A 32.5g cube of aluminum initially at 45.8 C is submerged into 105.3g water at 15.4 C. What is the final temp of both substances at thermal equilibrium. Assume the al and the H2O are thermally isolated from everything else)
Specific heat cap Al= .903
Specific heat cap H2O= 4.18
I understand this problem but In my math i get to:
(DeltaT) Al = -14.998 X (DeltaT) H2O
And im lost. Anyone able to explain the completion of the problem? Any help is greatly appreciated
Yes. I think it is tough to try to manipulate the algebra. It is much easier to substitute the numbers first and manipulate them.
[32.5 x 0.903 x (Tf-45.8)]+[105.3 x 4.18 x (Tf-15.4)] = 0
29.35Tf - 1344.1 + 440.15Tf - 6778.4 = 0
Check those numbers to make sure I didn't make an error on my calculator, then solve for Tf.

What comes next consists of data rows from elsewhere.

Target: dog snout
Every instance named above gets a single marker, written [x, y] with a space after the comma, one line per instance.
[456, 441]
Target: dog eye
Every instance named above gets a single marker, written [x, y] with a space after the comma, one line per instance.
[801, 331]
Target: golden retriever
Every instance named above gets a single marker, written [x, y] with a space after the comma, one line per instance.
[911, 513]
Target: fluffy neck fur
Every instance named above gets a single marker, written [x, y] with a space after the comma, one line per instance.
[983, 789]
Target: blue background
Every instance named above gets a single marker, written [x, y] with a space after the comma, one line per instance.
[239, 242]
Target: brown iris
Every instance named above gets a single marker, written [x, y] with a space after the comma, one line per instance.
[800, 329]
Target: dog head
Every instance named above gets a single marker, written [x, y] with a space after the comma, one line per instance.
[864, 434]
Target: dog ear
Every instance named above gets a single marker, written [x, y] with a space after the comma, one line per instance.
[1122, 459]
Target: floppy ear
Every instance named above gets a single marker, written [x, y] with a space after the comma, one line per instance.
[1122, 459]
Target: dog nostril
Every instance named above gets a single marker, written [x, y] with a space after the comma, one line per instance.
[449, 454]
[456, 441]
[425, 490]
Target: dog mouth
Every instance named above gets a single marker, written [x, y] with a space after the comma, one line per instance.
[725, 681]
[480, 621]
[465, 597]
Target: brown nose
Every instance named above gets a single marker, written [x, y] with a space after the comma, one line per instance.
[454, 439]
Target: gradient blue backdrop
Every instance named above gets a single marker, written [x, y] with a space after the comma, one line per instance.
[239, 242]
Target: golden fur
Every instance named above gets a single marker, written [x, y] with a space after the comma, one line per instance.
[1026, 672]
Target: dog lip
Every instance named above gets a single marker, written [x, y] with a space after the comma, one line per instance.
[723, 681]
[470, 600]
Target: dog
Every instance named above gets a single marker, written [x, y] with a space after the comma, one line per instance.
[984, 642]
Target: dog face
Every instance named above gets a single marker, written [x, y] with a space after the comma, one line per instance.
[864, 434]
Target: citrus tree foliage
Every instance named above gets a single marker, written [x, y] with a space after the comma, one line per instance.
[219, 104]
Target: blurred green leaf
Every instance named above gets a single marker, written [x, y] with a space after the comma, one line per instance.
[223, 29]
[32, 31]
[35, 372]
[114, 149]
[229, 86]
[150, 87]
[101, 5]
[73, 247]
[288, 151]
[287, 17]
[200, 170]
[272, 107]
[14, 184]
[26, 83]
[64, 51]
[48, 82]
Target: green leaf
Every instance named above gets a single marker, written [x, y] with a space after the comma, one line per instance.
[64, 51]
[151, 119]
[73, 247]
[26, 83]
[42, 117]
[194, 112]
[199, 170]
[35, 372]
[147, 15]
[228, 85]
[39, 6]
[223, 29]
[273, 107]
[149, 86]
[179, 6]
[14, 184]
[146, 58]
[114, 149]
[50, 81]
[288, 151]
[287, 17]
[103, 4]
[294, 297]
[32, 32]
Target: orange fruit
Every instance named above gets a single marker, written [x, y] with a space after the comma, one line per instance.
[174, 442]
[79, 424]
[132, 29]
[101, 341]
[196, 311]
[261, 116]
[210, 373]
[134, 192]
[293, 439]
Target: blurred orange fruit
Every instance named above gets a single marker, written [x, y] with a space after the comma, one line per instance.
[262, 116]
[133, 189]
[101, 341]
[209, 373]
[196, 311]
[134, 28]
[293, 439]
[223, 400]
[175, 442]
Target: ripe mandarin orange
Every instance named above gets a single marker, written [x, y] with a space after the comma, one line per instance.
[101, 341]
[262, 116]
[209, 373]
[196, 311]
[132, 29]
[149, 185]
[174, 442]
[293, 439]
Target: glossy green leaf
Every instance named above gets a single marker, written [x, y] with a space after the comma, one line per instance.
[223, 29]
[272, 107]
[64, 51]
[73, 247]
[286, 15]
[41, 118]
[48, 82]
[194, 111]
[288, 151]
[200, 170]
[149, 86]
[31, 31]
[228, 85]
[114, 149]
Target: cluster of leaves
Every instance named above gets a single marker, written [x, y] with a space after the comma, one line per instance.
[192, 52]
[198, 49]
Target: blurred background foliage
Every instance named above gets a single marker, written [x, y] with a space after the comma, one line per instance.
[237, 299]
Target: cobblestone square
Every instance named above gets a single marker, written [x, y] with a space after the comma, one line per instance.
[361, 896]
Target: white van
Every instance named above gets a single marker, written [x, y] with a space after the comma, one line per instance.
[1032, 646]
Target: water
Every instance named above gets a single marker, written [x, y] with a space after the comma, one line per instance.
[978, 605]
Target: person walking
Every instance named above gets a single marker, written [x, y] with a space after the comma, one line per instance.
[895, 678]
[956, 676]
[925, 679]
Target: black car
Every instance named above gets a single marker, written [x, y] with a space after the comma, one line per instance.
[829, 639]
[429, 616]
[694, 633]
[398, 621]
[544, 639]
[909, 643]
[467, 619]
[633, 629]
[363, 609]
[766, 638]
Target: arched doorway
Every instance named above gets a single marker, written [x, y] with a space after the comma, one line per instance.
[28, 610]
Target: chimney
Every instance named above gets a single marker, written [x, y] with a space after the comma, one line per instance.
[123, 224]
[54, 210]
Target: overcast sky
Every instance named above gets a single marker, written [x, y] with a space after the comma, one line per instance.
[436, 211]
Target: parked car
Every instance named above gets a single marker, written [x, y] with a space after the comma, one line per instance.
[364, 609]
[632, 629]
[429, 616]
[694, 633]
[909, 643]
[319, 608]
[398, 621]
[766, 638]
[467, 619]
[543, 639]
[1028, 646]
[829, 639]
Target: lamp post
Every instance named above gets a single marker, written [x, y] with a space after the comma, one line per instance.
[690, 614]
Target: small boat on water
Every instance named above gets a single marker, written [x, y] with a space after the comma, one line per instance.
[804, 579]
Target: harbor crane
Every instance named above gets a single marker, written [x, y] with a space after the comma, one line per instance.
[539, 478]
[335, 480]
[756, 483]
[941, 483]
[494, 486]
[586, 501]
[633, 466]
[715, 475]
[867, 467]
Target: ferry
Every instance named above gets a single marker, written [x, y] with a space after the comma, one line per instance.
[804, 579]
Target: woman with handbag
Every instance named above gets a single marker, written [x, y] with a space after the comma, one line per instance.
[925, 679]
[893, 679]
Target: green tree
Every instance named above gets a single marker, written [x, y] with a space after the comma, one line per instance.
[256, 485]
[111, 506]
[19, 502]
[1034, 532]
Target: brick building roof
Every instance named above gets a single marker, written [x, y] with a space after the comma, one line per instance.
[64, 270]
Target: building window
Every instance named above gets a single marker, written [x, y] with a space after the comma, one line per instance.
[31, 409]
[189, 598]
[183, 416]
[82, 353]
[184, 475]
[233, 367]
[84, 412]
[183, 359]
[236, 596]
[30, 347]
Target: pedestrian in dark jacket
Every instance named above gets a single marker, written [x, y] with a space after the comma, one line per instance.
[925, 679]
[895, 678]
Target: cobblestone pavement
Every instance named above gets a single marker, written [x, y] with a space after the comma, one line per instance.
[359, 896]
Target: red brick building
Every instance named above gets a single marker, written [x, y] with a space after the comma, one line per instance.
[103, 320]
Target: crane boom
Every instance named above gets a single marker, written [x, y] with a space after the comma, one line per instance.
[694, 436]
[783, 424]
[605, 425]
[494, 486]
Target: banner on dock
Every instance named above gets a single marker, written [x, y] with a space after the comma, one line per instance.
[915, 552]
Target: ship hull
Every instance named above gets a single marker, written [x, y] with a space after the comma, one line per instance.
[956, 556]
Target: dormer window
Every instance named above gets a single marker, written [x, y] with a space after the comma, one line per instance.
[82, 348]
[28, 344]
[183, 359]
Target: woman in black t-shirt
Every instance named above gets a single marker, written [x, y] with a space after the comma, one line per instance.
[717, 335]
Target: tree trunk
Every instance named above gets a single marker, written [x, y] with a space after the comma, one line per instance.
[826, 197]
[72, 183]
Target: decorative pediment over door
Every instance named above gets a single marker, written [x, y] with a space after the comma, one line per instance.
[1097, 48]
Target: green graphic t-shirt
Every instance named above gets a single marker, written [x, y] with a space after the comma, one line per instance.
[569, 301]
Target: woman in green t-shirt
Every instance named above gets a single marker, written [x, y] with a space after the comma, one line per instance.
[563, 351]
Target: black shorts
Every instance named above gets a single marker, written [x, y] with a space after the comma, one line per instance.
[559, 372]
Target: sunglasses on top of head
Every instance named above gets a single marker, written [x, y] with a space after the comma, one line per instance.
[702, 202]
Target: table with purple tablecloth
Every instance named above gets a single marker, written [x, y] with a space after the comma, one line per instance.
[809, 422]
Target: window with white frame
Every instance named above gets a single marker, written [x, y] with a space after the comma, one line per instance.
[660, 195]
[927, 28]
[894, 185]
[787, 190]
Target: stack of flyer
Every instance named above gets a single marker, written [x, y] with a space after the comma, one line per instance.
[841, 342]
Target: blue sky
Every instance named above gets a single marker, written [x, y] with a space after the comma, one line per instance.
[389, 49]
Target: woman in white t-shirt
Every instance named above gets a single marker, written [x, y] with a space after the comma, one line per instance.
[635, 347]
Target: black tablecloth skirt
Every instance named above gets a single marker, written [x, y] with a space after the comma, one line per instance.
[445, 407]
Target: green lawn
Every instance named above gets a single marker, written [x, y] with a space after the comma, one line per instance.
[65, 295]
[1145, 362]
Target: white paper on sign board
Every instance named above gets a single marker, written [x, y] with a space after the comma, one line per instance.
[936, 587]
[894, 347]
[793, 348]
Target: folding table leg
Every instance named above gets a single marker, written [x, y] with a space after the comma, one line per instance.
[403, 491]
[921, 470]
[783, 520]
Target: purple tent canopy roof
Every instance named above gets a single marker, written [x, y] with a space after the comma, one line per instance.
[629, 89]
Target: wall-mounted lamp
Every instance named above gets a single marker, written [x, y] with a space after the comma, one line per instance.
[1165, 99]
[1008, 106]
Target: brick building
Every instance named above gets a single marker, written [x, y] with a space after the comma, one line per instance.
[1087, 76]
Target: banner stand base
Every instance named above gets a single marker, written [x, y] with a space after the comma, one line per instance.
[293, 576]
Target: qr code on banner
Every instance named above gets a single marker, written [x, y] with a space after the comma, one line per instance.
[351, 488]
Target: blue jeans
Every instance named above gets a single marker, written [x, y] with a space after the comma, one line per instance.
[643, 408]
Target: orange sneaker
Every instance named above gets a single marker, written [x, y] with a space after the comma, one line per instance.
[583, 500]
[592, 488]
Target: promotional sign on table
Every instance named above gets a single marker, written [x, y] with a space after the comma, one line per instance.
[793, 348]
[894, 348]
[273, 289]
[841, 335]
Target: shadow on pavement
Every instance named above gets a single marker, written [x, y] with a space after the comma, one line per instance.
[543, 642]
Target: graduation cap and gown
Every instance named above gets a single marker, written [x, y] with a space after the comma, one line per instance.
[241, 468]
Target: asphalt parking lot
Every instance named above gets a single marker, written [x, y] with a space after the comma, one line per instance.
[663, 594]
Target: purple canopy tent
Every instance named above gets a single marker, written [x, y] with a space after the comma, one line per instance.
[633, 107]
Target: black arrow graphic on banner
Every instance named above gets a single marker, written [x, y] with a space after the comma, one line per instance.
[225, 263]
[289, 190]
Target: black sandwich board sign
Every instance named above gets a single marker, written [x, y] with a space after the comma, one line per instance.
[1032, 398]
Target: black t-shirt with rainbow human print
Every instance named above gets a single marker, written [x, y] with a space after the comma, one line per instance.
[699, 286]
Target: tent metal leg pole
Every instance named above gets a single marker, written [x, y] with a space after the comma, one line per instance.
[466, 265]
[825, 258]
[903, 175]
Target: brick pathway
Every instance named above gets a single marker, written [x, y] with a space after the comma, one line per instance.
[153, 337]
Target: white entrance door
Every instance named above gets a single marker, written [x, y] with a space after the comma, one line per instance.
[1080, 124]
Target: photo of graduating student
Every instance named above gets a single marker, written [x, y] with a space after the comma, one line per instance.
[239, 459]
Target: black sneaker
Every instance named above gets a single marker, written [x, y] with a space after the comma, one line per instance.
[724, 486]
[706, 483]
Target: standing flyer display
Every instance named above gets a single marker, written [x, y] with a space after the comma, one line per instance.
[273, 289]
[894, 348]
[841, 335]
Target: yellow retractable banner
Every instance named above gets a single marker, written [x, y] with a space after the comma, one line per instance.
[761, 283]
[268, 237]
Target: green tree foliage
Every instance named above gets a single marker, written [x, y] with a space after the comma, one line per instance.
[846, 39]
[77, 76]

I'm having trouble once i get to
T(final)=-14.998 X T(final) + 14.998 X T(initial h2o) + T(initial Al)
Any suggestions?
You need to use Tfinal-Tinitial for delta T.
heat lost by Al + heat gained by water=0
[mass Al x specific heat Al x (Tfinal-Tinitial)] + [mass H2O x specific heat H2O x (Tfinal-Tinitial)] = 0
Substitute and solve for Tf.
Thank you so much DrBob!
I ended up with
469.5Tf = 8122.54
Tf = 17.3
Thanks again,
-Phil
To solve this problem, you need to use the principle of conservation of energy, which states that energy is conserved in a closed system. In this case, the energy gained by the aluminum is equal to the energy lost by the water.
First, you need to calculate the energy gained or lost by each substance. The energy gained or lost can be found using the formula:
Q = mcΔT
where Q is the energy gained or lost, m is the mass of the substance, c is the specific heat capacity of the substance, and ΔT is the change in temperature.
For the aluminum cube:
Q_al = m_al * c_al * ΔT_al
For the water:
Q_water = m_water * c_water * ΔT_water
Since the aluminum and water are in thermal equilibrium, the energy gained by the aluminum is equal to the energy lost by the water. Therefore:
Q_al = -Q_water
Substituting the values:
m_al * c_al * ΔT_al = - (m_water * c_water * ΔT_water)
Now, you can substitute the given values:
m_al = 32.5g
c_al = 0.903 cal/(g·°C)
ΔT_al = final temperature - initial temperature of aluminum
m_water = 105.3g
c_water = 4.18 cal/(g·°C)
ΔT_water = final temperature - initial temperature of water
Let's denote the final temperature of both substances as T_f.
32.5g * 0.903 cal/(g·°C) * (T_f - 45.8°C) = - (105.3g * 4.18 cal/(g·°C) * (T_f - 15.4°C))
Now, you need to solve this equation for T_f.
First, distribute the negative sign on the right side of the equation:
32.5g * 0.903 cal/(g·°C) * (T_f - 45.8°C) = -105.3g * 4.18 cal/(g·°C) * T_f + 105.3g * 4.18 cal/(g·°C) * 15.4°C
Now, simplify the equation:
32.5g * 0.903 cal/(g·°C) * T_f - 32.5g * 0.903 cal/(g·°C) * 45.8°C = -105.3g * 4.18 cal/(g·°C) * T_f + 105.3g * 4.18 cal/(g·°C) * 15.4°C
32.5g * 0.903 cal/(g·°C) * T_f + 105.3g * 4.18 cal/(g·°C) * T_f = 32.5g * 0.903 cal/(g·°C) * 45.8°C + 105.3g * 4.18 cal/(g·°C) * 15.4°C
Now, solve for T_f by isolating it on one side of the equation:
(32.5g * 0.903 cal/(g·°C) + 105.3g * 4.18 cal/(g·°C)) * T_f = 32.5g * 0.903 cal/(g·°C) * 45.8°C + 105.3g * 4.18 cal/(g·°C) * 15.4°C
Divide both sides of the equation by the sum of the specific heat capacities:
T_f = (32.5g * 0.903 cal/(g·°C) * 45.8°C + 105.3g * 4.18 cal/(g·°C) * 15.4°C) / (32.5g * 0.903 cal/(g·°C) + 105.3g * 4.18 cal/(g·°C))
Now, plug in the given values and calculate T_f using a calculator:
T_f = (32.5g * 0.903 cal/(g·°C) * 45.8°C + 105.3g * 4.18 cal/(g·°C) * 15.4°C) / (32.5g * 0.903 cal/(g·°C) + 105.3g * 4.18 cal/(g·°C))
T_f ≈ 33.4°C
Therefore, the final temperature of both substances at thermal equilibrium is approximately 33.4°C.